ManInBrown - Sunday, May 1, 2016 - link
Hi guys, very in-depth article. I own a Toshba Qosmio X770 laptop (UK model). It comes with HM65 chipset. CPU-z calls it: Intel Sandy Bridge Rev 09 - - Intel HM65 Rev B2And Device Manager displays the dreaded: Intel(R) 6 Series/C200 Series Chipset family PCI Express Root Port 1 (1C10), Port 2 (1C12), Port 4 (1C16) and Port 6 (1C1A).
This is my 4th year running this. I am glad this intel-defect does not affect my USB3 port (which I have only one). There are no eSata ports on my laptop. I have an SSD (primary), a 7200rpm HDD (secondary) and a DVD-RW drive.
From what I understand, Toshiba engineers should only use Sata3 ports 0 and 1 because the Sata2 ports (2-5) will cause problems.
(1) If my primary hard-drive (Samsung Evo830 SSD) is connected to port 0, then why am I only getting Sata2 speeds (250-300 MB/s read and write)? All benchmark utilities I have used report similar speeds (Windows power settings set to Highest). They also report that SSD is on Sata3 (iaStor - Ok) and the secondary hard-drive is on a Sata-2 port. I conducted the SSD test on another laptop and the speeds reported were 520MB/s R/W seq.
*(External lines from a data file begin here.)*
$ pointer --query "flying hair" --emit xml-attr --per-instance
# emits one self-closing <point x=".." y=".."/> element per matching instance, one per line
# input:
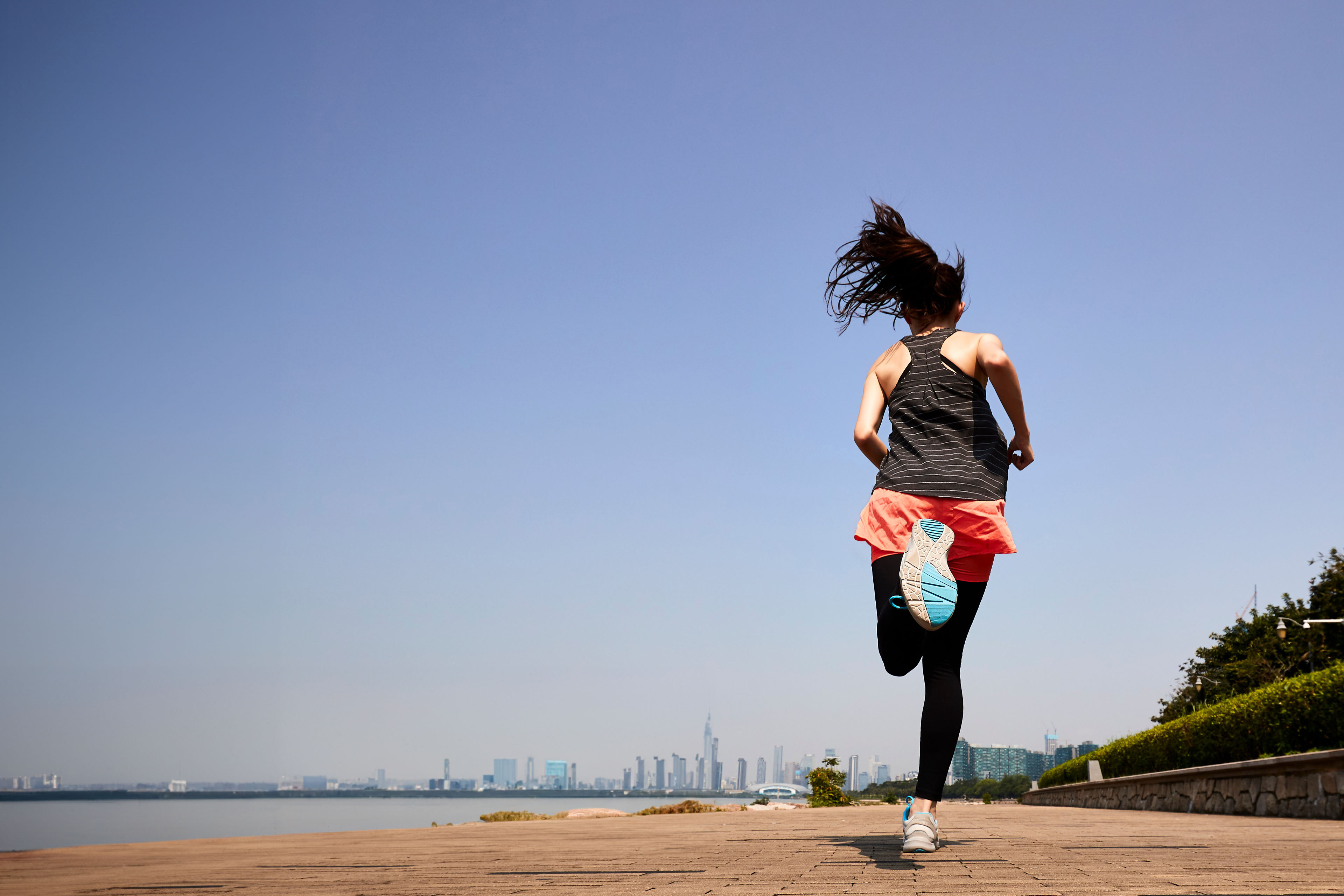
<point x="889" y="271"/>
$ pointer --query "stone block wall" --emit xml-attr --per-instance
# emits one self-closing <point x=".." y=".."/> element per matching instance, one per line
<point x="1300" y="786"/>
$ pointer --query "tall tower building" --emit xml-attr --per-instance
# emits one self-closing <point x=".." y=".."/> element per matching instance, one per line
<point x="506" y="773"/>
<point x="707" y="754"/>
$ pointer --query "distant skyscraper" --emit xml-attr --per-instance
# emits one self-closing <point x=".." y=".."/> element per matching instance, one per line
<point x="506" y="773"/>
<point x="709" y="754"/>
<point x="961" y="768"/>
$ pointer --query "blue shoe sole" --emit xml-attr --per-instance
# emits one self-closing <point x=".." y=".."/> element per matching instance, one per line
<point x="929" y="594"/>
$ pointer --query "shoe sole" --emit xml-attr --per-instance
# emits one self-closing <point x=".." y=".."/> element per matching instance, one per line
<point x="928" y="585"/>
<point x="924" y="836"/>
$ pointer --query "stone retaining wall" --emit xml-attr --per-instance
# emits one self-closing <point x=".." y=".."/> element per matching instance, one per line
<point x="1307" y="785"/>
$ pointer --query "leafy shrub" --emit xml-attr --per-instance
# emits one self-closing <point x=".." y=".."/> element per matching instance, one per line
<point x="827" y="785"/>
<point x="1289" y="716"/>
<point x="678" y="809"/>
<point x="1249" y="653"/>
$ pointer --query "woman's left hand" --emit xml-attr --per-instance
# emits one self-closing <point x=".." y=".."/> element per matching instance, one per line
<point x="1019" y="452"/>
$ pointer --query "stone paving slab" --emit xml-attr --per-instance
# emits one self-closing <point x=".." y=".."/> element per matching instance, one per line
<point x="1002" y="851"/>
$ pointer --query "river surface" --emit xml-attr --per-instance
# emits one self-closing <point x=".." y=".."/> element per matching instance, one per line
<point x="45" y="825"/>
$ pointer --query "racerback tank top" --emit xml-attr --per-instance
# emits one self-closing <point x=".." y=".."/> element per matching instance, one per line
<point x="945" y="441"/>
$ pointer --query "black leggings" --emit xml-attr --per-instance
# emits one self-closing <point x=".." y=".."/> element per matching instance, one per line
<point x="902" y="644"/>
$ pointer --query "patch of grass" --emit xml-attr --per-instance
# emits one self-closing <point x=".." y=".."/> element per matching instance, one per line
<point x="1288" y="716"/>
<point x="678" y="809"/>
<point x="521" y="816"/>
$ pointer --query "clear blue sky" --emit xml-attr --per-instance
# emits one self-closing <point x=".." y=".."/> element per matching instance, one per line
<point x="393" y="382"/>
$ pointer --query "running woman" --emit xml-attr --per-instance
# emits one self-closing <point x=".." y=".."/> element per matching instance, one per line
<point x="936" y="518"/>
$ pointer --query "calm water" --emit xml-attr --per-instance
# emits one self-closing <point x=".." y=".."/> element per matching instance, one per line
<point x="43" y="825"/>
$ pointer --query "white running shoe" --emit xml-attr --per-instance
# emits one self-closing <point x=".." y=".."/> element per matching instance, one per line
<point x="929" y="588"/>
<point x="920" y="832"/>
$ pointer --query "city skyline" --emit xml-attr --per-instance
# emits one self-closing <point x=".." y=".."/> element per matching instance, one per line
<point x="447" y="382"/>
<point x="672" y="769"/>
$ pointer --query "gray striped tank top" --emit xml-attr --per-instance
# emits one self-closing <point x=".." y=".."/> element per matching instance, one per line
<point x="944" y="439"/>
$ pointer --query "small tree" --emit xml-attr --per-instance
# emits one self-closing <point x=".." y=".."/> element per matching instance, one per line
<point x="827" y="785"/>
<point x="1249" y="653"/>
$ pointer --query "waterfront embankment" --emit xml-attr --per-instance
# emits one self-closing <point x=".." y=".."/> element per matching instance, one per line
<point x="1006" y="849"/>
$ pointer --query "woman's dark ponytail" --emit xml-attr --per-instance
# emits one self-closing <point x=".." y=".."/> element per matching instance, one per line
<point x="889" y="271"/>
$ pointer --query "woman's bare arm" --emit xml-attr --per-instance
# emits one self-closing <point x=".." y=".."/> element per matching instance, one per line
<point x="995" y="362"/>
<point x="870" y="418"/>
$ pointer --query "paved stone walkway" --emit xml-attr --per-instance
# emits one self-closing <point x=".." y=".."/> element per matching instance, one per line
<point x="1006" y="849"/>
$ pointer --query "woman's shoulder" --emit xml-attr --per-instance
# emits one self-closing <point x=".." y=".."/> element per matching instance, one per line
<point x="897" y="354"/>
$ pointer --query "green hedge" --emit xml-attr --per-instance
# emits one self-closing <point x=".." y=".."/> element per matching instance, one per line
<point x="1288" y="716"/>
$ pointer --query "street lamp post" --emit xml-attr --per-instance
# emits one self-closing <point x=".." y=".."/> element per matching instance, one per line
<point x="1307" y="624"/>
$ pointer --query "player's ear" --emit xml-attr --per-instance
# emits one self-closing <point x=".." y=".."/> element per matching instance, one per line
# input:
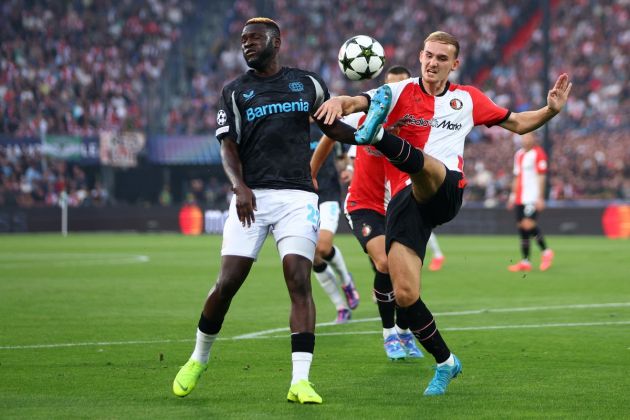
<point x="455" y="64"/>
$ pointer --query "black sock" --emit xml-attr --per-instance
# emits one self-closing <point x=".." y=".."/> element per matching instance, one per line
<point x="209" y="327"/>
<point x="423" y="327"/>
<point x="400" y="153"/>
<point x="331" y="255"/>
<point x="402" y="321"/>
<point x="384" y="298"/>
<point x="524" y="243"/>
<point x="302" y="342"/>
<point x="537" y="234"/>
<point x="320" y="268"/>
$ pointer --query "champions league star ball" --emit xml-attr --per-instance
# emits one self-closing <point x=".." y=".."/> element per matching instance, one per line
<point x="361" y="58"/>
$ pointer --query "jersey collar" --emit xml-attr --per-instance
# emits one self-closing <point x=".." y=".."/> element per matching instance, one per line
<point x="446" y="87"/>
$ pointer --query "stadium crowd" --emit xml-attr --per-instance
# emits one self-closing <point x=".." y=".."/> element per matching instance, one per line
<point x="34" y="180"/>
<point x="76" y="67"/>
<point x="56" y="76"/>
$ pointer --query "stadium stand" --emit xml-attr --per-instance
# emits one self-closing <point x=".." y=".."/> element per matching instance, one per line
<point x="158" y="66"/>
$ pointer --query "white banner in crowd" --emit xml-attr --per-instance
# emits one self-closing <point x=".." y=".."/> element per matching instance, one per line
<point x="121" y="149"/>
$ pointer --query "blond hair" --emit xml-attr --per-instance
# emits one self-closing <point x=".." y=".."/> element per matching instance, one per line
<point x="270" y="23"/>
<point x="444" y="38"/>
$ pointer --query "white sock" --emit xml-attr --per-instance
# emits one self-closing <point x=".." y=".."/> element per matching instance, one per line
<point x="401" y="331"/>
<point x="388" y="331"/>
<point x="339" y="265"/>
<point x="202" y="347"/>
<point x="450" y="361"/>
<point x="435" y="247"/>
<point x="379" y="136"/>
<point x="301" y="365"/>
<point x="329" y="283"/>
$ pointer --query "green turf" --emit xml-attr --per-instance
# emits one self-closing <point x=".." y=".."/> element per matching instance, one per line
<point x="124" y="327"/>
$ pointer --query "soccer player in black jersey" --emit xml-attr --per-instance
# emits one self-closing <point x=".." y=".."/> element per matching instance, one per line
<point x="263" y="127"/>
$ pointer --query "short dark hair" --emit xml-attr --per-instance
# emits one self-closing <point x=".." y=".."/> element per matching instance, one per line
<point x="398" y="69"/>
<point x="269" y="23"/>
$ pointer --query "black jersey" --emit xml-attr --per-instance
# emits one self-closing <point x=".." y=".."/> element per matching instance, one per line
<point x="268" y="119"/>
<point x="329" y="188"/>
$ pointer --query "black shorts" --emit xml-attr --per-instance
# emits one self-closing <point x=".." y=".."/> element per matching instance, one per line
<point x="411" y="223"/>
<point x="525" y="211"/>
<point x="366" y="224"/>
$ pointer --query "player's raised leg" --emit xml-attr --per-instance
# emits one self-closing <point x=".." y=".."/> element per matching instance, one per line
<point x="438" y="258"/>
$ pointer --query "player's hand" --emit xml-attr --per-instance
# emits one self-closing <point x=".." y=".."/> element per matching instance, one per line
<point x="510" y="203"/>
<point x="330" y="110"/>
<point x="346" y="176"/>
<point x="558" y="96"/>
<point x="245" y="205"/>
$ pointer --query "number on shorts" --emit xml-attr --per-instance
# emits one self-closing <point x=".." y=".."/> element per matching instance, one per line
<point x="313" y="214"/>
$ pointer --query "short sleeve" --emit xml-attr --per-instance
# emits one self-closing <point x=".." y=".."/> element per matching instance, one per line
<point x="226" y="117"/>
<point x="485" y="111"/>
<point x="321" y="91"/>
<point x="541" y="161"/>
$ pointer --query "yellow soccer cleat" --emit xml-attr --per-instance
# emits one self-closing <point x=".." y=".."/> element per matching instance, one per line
<point x="187" y="377"/>
<point x="303" y="392"/>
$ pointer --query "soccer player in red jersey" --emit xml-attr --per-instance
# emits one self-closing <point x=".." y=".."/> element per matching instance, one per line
<point x="365" y="206"/>
<point x="528" y="199"/>
<point x="420" y="125"/>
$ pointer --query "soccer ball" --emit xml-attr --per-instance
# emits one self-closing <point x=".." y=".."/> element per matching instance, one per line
<point x="361" y="58"/>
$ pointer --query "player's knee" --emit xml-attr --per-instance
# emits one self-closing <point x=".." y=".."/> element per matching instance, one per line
<point x="528" y="224"/>
<point x="405" y="296"/>
<point x="225" y="289"/>
<point x="322" y="250"/>
<point x="380" y="263"/>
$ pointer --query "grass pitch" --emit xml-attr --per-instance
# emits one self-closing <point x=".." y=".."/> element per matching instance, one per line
<point x="96" y="326"/>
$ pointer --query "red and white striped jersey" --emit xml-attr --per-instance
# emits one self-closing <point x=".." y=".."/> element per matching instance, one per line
<point x="437" y="124"/>
<point x="528" y="166"/>
<point x="367" y="190"/>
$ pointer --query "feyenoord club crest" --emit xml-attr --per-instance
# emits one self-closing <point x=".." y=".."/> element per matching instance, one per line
<point x="221" y="117"/>
<point x="456" y="104"/>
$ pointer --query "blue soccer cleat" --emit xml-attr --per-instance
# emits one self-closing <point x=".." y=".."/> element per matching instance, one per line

So the SSD is not faulty.
(2) If SATA3 ports 0 were soldered to primary hard-drives and SATA3 port 1 to the DVD drive, does this mean that my secondary hard-drive is on a faulty SATA2 port?
(3) I wish there was a software which could gather this information and tell me who is connected to what on the HM65 sata ports. Is there one? Maybe a hacking utility, which could enable Sata-3 speeds for my SSD (if in deed it is connected to SATA3 PORT 0).
(4) Can I swap HM65 with a non-faulty B3 chipset or HM70?
Thanks for any answers. Best regards.